How Should Running Shoes Fit?

How Should Running Shoes Fit?

Any runner can tell you that having shoes that fit properly is a crucial component. When you pound the pavement, it is important to take care of your feet, and that starts with the shoes. So how should running shoes fit exactly? Keep reading to find out.

How Should Running Shoes Fit:

Start with a Sizing

Even though you may think you know what size shoe you wear, go in for sizing. People’s feet change as they age. Things like health factors, pregnancies, and other life events can cause changes in shoe size and width.

In a perfect world, you would have your shoe sizing done in a running store by a salesperson who specializes in fitting running shoes. This person will be the best equipped to help you find the perfect fit.
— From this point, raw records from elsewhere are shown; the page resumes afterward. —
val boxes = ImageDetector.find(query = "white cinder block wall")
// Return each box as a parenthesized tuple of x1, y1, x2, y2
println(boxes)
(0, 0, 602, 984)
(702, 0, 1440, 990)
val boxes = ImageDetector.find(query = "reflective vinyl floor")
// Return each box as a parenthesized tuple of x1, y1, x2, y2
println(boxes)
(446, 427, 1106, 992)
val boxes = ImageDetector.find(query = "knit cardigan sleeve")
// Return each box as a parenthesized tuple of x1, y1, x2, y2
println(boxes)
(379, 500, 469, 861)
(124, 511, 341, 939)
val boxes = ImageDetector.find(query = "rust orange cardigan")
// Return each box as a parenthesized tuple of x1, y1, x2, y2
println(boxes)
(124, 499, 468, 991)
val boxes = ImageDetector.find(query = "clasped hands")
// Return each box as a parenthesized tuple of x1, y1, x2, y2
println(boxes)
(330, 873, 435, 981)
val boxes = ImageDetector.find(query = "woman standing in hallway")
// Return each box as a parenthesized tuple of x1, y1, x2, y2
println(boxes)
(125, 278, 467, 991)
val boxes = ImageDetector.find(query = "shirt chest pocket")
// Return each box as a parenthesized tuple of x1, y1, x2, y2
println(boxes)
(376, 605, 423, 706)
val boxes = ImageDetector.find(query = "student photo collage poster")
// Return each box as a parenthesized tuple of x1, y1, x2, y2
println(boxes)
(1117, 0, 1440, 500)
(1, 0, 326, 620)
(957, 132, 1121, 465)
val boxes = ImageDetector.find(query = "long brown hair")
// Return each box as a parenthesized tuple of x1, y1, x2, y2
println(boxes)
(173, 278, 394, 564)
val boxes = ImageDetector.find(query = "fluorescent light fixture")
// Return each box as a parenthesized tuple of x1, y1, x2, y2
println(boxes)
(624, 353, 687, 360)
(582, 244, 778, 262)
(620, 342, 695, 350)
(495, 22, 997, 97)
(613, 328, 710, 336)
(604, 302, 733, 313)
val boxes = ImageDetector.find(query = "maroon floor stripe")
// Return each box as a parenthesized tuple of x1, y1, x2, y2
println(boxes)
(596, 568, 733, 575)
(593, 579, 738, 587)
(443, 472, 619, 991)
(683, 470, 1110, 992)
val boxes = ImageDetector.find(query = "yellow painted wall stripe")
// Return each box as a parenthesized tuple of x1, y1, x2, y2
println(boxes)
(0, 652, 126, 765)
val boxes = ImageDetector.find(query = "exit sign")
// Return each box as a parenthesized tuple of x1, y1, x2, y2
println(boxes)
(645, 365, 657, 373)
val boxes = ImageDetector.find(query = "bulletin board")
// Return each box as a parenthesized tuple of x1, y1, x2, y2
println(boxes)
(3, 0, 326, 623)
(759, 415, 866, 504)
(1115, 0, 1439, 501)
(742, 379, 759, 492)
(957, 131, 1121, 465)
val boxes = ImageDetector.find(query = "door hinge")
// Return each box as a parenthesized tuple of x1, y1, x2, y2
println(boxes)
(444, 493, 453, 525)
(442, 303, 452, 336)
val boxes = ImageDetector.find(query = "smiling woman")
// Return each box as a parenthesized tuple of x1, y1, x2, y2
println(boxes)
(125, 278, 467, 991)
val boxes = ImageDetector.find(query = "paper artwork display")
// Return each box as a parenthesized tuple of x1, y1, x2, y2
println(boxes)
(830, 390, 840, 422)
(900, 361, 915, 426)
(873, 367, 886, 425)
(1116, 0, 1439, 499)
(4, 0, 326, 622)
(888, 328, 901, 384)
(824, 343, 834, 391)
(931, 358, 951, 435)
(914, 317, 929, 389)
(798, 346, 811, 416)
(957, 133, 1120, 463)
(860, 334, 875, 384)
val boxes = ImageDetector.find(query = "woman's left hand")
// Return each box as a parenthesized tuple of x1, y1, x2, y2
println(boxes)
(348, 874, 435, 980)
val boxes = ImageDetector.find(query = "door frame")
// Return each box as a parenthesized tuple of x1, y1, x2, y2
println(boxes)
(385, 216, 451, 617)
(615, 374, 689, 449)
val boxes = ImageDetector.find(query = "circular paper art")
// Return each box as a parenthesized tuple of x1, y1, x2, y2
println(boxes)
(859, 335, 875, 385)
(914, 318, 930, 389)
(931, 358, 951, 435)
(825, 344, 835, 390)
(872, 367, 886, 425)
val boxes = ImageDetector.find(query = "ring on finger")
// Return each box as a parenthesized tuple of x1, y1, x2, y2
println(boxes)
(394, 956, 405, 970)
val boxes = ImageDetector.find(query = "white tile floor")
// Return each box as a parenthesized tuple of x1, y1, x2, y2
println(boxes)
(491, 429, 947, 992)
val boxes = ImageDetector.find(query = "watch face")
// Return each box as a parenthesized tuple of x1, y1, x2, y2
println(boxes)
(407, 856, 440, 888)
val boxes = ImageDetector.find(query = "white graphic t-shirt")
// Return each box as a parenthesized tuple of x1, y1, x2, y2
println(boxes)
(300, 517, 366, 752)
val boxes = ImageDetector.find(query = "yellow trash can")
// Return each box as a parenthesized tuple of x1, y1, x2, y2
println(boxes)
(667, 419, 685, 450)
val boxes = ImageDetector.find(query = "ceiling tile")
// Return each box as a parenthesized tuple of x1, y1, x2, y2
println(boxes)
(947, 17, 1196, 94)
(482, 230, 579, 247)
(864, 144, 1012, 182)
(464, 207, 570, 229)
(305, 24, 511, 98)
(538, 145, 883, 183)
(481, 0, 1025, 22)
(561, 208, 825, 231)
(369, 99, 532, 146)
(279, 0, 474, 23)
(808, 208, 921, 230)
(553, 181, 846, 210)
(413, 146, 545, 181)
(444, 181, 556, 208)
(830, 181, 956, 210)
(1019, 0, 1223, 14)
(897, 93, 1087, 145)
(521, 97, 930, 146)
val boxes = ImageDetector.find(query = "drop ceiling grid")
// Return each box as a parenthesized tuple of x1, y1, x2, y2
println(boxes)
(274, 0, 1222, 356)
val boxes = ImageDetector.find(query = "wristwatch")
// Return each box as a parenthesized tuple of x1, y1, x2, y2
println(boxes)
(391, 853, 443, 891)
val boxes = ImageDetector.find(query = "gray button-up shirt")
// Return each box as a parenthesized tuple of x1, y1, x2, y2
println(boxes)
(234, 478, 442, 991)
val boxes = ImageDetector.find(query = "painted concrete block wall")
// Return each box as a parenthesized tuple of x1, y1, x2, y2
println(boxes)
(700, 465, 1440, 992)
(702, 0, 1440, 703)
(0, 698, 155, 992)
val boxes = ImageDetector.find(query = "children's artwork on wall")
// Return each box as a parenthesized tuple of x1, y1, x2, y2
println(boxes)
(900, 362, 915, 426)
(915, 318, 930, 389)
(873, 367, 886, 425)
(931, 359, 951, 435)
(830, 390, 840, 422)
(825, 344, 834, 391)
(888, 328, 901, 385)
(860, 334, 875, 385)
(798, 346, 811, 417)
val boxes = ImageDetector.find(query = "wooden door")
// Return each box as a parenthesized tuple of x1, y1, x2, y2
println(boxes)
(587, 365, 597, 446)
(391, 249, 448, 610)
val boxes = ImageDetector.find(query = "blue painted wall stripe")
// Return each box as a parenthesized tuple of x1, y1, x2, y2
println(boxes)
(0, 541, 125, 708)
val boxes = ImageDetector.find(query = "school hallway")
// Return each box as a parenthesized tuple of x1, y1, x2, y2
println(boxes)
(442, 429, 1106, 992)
Ask any experienced runner, and they will be quick to tell you that the best running shoes are typically one-half to a full size bigger than your everyday shoes. This is due to swelling that takes place as you put on miles.

It is noteworthy that you should have your feet measured in the afternoon or evening, and you should be standing while sizing.

Fit Your Larger Foot

If your feet happen to be two different sizes, choose shoes for the larger foot. Many people are shocked to hear that it’s fairly common for people to have feet that are slightly different sizes. You never want to wear a shoe that is too small.

Fit at the Heel

A properly fitted running shoe should feel snug through the heel, but not too tight. If your shoes fit well in all other aspects, you can tighten up the heel fit by lacing your shoes differently.

Quality, moisture-wicking running socks can also help prevent heel slippage.

Pulling Out the Insert

One trick for sizing shoes is pulling out the insole and standing on it. Believe it or not, that’s a great way to determine if the shoes are a good fit. If you stand on the insert and it is considerably smaller or larger than your foot, it is most likely a bad shoe choice.

Your toes should not go over the edges, nor should other parts of your foot.

Arches: To Support or Not to Support

Although you can add arch support inserts into the shoes, you should still feel generally comfortable with the feel of the shoe around the arches. If your feet feel uncomfortable trying them in the store, pass on to another style.

Putting It All Together

In a perfect world, you are trying on the running shoes in a local running store that offers a trial before purchase. Many stores specializing in running shoes have a treadmill right in the store where they can assess your running style and gait.

Watching how you run helps the specialist determine if you pronate or supinate and can assist the clerk in guiding you toward a shoe that is a good choice for your feet. For this trial run, bring the types of socks you prefer to run in with you.

While running in the store, ask yourself these questions:

  • How does my heel feet? Does it slip? Does it pinch? Is there uncomfortable rubbing anywhere?
  • How do my toes feel? Are they too tight? Are they moving around too much, which could result in blisters? Can I wiggle them slightly? Are they comfortable?
  • Does the width of the shoe feel good? Is it comfortable?
  • Are your feet comfortable through the arches? This is an important consideration. You should feel properly supported.
  • Is there enough cushion? Some runners like and want a lot of cushion, while others prefer a very natural feel.
  • Are they breathable? Most runners desire breathability in a pair of shoes. We all know someone who is a particularly sweaty runner, and breathability is a huge thing for those people. This is also an advantage when you have just finished a rain run.
  • Are they pretty? Do they make you happy? Sure, you can run in ugly shoes…but why would you want to?

Don’t Assume Your Next Generation Shoe is Improved

One problem some runners find is that the shoe they love is changed, but not for the better. Every runner has had this problem. You fall in love with a shoe. You run hundreds of miles in it and need a new pair. When you go shoe shopping, you find that the design has been new and improved.

Trying on the shoe, you discover that the improved design does not make your feet happy. You should never assume that the next year’s model of the shoe you love is the same and will still work for you.

Always either try on the shoe or purchase from a store with a money-back guarantee. Many shoe stores now allow returns, even on shoes you have worn.

Signs Your Shoes Do Not Fit Properly

There are many signs your shoes do not fit properly. If you run and get tingling toes, that is a sign your shoes don’t fit correctly. Black or bruised toes are also a sign of poorly fitted shoes. Blisters on your toes are also an indication.

Blisters on the bottom of your foot can be caused by it sliding around too much, meaning the shoes are too wide. If your toes burn after a run, it could be a sign that your shoes are too stiff for your foot.

Although you should always untie running shoes before taking them off, you should not have to loosen them all the way.

If your heels slip around while you are running, it is a clear sign that your shoes are too big.

Keep Your Feet Happy

The long and short of it is that you need to spend time to ensure you have a properly fitted, quality pair of running shoes on your feet when you lace up to fit the pavement.

To put yourself in the best situation to stay healthy and happy as you train to toe the line, your shoes are an excellent place to start.